The Campaign Against Sanctions on Iraq (CASI) is a Cambridge student organisation concerned about the humanitarian consequences of sanctions on Iraq. It does not support Saddam Hussein's regime.
It's been a long time since the last CASI newsletter, but here it finally is. I think that its delay reflects the demanding term that we've had, trying to stay organised in a rapidly changing situation.
The following items mentioned below are of particular importance:
While CASI's concern for the Iraqi people is humanitarian the political and the humanitarian do influence each other. We therefore provide a few paragraphs summarising and commenting on some of the past months' political events. Comments below should not be taken as expressing an anti-American viewpoint generally; on this issue, from what we are able to understand, we feel American policy to be inconsiderate of the legitimate needs and aspirations of the people of Iraq and possibly regionally destabilising.
At the political level, the chief weapon's inspector for Unscom, Scott Ritter, resigned last summer, followed in September by the man in charge of the oil-for-food programme in Baghdad, Denis Halliday. After a confrontation in November in which the US and UK threatened to undertake military action without UN authority December saw them make good their threat.

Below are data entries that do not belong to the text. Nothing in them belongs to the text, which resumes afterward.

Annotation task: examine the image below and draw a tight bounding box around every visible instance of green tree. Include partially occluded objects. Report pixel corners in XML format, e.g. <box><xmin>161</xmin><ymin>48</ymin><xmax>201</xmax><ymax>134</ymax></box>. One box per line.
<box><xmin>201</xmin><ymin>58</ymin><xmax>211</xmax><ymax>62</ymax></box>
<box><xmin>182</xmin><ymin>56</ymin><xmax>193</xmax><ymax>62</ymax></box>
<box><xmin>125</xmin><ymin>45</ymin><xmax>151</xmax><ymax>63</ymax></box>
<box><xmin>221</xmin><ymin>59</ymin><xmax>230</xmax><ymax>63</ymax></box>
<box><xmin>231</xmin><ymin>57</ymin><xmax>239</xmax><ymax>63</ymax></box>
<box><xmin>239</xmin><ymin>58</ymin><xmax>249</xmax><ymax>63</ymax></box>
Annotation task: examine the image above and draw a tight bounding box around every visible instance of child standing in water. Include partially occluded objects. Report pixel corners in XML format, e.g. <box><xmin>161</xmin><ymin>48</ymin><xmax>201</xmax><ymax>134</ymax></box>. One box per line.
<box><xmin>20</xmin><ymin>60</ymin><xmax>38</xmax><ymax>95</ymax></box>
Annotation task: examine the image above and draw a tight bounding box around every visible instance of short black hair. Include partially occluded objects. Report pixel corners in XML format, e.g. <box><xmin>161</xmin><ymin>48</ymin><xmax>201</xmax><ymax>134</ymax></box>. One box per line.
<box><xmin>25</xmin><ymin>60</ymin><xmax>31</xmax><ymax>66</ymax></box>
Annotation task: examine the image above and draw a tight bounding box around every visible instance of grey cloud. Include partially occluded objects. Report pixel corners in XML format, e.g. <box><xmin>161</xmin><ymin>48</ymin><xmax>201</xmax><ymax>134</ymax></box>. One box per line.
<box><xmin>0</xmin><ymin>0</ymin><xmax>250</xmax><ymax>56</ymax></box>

The report of Richard Butler, head of Unscom, to the Security Council is available on http://www.un.org/Depts/unscom/s98-1172.htm. It has been claimed by Middle East commentators that only some 5 or 6 sites of 300 or 400 inspected were obstructed; the report, while admitting that, "in statistical terms, the majority of the inspections of facilities and sites under the ongoing monitoring system were carried out with Iraq's cooperation", is not clear enough on its own to substantiate this claim. The report of the International Atomic Energy Agency (IAEA), responsible for overseeing Iraq's nuclear programme, is contained in the same document and is much clearer; it is satisfied with Iraq's cooperation. The report was just being debated by the Security Council when the US/UK bombing began.
This month Iraq has continued to challenge the "no-fly zones" over Iraq, and US General Anthony Zinni is now tightening the screws by threatening military action if Iraqi troops violate so-called "no-drive zones" in Iraq. Relevations from Washington about US spying on Iraq via Unscom bring that fragile institution even closer to the brink. Stratfor, a US "business intelligence consultancy" suggests that "Desert Fox" was meant to coincide with a US-UK sponsored coup within Iraq but was moved up when the coup attempt was detected at the last minute. Their analysis may be found at http://www.stratfor.com/services/giu/010699.asp.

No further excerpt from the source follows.